Despite the label clearly identifying the bottle of wine as a Chardonnay, the caramel complexion can be perplexing. No, it’s not the lighting and yes, it’s still a white and it’s still Chardonnay. It’s called Amber Chardonnay, sometimes referred to as Orange Chardonnay, and it’s a must-have this harvest season.
“It’s a white wine that’s treated like a red wine,” says Mike Brunson, winemaker at Christopher Creek Winery. “It stays on the skins, and that’s where amber Chardonnay gets its color and its tannic structure. When you taste it, it becomes a totally different wine.”
The process involves the fermentation on skins, seeds and stems. Amber winemaking is different from the more common practice of making Chardonnay with different pre-maceration skin contact techniques. During the process for Amber Chardonnay, white grape juice is left in contact with skins for a period of time before fermentation.

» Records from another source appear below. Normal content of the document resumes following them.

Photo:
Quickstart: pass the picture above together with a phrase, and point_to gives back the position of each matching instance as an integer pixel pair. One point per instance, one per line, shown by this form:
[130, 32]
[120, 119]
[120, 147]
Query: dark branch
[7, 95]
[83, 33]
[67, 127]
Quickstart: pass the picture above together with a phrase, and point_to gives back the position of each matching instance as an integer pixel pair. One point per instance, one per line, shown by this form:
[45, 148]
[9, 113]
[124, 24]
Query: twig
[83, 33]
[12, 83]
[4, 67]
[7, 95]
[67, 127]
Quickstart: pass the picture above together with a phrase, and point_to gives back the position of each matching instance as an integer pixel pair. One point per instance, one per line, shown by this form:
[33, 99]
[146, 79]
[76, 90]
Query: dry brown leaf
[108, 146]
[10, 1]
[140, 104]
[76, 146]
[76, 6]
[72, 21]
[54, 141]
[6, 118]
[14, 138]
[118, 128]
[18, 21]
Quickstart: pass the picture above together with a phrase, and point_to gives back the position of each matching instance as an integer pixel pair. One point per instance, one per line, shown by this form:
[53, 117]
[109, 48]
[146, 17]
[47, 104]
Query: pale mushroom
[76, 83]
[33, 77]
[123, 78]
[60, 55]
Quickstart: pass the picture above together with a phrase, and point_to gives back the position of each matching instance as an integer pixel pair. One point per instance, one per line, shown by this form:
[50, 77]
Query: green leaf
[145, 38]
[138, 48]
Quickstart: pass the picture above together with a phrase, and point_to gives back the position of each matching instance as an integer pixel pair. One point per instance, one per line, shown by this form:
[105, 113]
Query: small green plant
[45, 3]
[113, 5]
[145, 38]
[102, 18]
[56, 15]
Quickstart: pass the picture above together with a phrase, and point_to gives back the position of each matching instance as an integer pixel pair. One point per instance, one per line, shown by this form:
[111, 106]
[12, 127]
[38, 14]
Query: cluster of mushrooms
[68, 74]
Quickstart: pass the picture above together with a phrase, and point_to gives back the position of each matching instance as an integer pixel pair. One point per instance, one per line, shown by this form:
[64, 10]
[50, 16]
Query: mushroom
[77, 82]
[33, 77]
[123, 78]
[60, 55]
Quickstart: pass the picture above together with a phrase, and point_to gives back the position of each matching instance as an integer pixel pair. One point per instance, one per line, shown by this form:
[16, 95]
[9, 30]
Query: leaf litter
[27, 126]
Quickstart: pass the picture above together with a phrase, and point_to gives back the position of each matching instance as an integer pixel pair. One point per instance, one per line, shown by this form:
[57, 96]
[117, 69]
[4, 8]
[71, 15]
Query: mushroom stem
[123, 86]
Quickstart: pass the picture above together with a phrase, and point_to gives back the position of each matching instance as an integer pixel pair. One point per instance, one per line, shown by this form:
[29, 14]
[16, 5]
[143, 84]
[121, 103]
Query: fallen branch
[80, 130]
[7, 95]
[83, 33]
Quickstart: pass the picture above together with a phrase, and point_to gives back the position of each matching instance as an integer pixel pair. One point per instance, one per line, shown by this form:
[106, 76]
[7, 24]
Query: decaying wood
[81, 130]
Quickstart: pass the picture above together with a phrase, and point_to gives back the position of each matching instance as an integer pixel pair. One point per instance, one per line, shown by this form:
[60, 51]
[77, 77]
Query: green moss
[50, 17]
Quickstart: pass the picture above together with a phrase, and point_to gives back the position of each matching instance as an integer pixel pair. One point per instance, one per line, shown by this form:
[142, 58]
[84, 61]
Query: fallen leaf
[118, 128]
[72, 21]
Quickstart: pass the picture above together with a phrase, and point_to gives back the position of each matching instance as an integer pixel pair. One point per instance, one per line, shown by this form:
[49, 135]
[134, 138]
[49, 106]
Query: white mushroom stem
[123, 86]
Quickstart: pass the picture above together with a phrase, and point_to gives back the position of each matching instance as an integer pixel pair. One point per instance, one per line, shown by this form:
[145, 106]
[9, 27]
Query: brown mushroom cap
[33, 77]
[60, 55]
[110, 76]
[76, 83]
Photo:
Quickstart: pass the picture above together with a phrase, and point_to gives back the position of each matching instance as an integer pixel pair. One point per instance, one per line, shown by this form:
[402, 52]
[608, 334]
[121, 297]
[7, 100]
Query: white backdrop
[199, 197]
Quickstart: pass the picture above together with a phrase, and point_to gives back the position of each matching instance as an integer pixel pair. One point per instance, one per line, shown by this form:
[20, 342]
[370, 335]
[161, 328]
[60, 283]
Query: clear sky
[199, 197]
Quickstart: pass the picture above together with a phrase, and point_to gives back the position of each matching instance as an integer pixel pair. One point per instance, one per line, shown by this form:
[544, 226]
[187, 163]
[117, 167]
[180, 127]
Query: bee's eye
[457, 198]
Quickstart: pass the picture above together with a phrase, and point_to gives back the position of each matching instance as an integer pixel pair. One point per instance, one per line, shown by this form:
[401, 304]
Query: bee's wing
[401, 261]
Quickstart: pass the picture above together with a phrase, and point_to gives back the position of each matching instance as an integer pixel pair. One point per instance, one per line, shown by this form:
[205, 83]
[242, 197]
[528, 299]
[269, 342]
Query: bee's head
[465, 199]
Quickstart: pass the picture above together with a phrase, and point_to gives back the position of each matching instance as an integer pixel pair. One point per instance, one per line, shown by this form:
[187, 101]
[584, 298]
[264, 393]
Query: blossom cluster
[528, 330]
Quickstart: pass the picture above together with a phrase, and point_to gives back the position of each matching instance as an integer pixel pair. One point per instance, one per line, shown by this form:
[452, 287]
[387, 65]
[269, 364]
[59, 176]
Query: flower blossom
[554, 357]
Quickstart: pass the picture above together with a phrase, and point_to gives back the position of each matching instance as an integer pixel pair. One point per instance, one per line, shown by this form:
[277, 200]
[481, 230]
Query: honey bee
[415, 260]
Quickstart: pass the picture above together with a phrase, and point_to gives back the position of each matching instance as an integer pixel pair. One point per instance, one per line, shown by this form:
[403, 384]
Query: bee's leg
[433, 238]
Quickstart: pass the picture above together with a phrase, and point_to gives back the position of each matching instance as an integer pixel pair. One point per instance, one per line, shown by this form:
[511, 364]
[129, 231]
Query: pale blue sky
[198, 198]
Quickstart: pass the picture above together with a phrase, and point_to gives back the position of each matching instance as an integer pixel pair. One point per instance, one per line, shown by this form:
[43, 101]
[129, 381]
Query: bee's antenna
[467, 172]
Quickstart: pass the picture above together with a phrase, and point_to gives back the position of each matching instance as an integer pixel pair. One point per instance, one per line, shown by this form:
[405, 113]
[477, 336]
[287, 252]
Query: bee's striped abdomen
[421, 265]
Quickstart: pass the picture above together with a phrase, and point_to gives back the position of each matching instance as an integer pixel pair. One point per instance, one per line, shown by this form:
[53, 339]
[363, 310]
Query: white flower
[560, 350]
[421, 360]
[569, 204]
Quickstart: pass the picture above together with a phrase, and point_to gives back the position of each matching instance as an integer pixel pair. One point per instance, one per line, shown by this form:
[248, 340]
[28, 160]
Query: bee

This style of wine has been argued as the original way to create white wines before sulfur dioxide was introduced in the process. Amber winemaking originates from Georgia while being known as a specialty in parts of Spain, Italy, Slovenia and Switzerland. It’s an ancient process to make white wines, and Georgia claims that the origin of wine lies with them.
But how does it taste? Amber Chardonnay bursts with fruits like an orchard salad with a tannin structure that lingers with your taste buds long after it’s tasted.